Callie, graduate of Colorado State University, is the "owner, operator, head baker and just about everything else of Ingrained Bakery. We make artisan sourdough breads and other baked goods that are sold to restaurants, cafes, grocery stores and at farmers markets. We will very soon be opening a store after having recently re-located to a new site.

I have always loved baking, cooking, and all things food, but my year in London was directly responsible for my passion for sourdough bread. While in London, I researched the artisan bakeries that were there (simply to find the best places to buy bread) and made a habit of going to those bakeries on the weekends. I started catching on to the fact that all the breads I liked the most from those places were sourdough. I decided to start experimenting with baking my own while I was living there. I fell in love with sourdough and bread baking! I brought the sourdough culture that I started in London back to the US when I came home and have kept it going ever since.

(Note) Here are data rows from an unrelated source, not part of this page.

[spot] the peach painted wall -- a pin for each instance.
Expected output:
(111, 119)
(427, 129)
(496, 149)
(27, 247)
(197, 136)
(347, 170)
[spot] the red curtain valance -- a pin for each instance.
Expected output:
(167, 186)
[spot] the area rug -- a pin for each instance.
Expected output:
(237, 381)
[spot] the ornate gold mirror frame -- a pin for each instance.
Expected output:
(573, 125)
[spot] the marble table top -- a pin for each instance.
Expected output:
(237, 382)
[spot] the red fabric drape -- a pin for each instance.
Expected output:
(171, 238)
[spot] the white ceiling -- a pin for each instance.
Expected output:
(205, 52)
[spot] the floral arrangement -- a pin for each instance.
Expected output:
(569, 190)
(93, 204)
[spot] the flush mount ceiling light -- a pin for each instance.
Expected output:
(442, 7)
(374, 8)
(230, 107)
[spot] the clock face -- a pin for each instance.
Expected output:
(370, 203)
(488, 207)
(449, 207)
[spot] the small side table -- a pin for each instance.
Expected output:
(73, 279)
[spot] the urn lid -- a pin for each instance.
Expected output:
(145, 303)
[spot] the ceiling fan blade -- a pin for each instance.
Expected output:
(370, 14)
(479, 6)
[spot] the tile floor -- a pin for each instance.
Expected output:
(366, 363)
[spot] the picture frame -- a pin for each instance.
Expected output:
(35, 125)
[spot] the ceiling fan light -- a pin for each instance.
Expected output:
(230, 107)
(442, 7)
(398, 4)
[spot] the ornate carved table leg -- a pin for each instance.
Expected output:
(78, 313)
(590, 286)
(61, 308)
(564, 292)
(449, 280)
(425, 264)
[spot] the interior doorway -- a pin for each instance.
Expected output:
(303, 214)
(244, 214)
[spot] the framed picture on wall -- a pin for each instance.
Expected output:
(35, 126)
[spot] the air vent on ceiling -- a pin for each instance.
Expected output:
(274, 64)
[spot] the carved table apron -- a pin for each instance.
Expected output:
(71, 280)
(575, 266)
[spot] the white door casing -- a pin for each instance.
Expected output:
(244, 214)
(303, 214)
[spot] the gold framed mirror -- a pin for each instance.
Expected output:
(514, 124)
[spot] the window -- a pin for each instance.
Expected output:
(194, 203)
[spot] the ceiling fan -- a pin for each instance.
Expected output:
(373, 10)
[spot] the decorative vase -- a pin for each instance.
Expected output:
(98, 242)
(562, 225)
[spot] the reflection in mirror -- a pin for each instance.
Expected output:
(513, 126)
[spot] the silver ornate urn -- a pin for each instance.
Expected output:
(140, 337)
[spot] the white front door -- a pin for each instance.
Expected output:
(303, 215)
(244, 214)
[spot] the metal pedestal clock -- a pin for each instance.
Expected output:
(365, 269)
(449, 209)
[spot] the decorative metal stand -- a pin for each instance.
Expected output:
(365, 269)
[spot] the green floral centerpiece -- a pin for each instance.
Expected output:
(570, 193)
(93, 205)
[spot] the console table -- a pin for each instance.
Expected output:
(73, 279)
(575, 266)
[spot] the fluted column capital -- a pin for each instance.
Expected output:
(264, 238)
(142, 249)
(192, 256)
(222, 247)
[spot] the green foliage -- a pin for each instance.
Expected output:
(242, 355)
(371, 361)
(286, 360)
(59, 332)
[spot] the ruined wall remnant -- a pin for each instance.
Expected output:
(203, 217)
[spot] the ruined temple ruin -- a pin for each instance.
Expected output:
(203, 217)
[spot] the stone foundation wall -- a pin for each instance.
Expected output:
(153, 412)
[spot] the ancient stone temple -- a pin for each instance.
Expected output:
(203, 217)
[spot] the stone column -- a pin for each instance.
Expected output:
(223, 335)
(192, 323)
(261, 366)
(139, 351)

I knew when I moved back to the States that I wanted to work in the food industry, and baking if possible. I started working as a baker at a cafe (having no professional or formal baking experience or training, only my at-home baking practice). I soon took over operations of the bakery at the cafe and it became a separate business of my own. I expanded the wholesale operations greatly and started selling at local farmers markets. I have never done any advertising for the business and people find out about the bakery by word of mouth.
My future plans, are to open a retail shop in the new location, which will be happening this summer. I intend to steadily increase the retail side of the business, while maintaining the wholesale accounts. The business has a solid customer base of chefs and purveyors of food businesses who are wholesale clients, but I would like the bakery to have a bigger reputation and customer base of people who buy the bread for at home use.

My advice for people who want to establish a business, is to make a product or do a service for yourself that meets your standards before you try to sell it to others. If you can maintain the standards that satisfy yourself and keeps your passion for what you are doing, then you have a better chance of being happy and passionate in the long run when doing that product or service as a business and selling it to other people. Don't compromise your principles in order to satisfy somebody else".

We wish Callie every success with the opening of her retail outlet as she continues to expand her business this summer.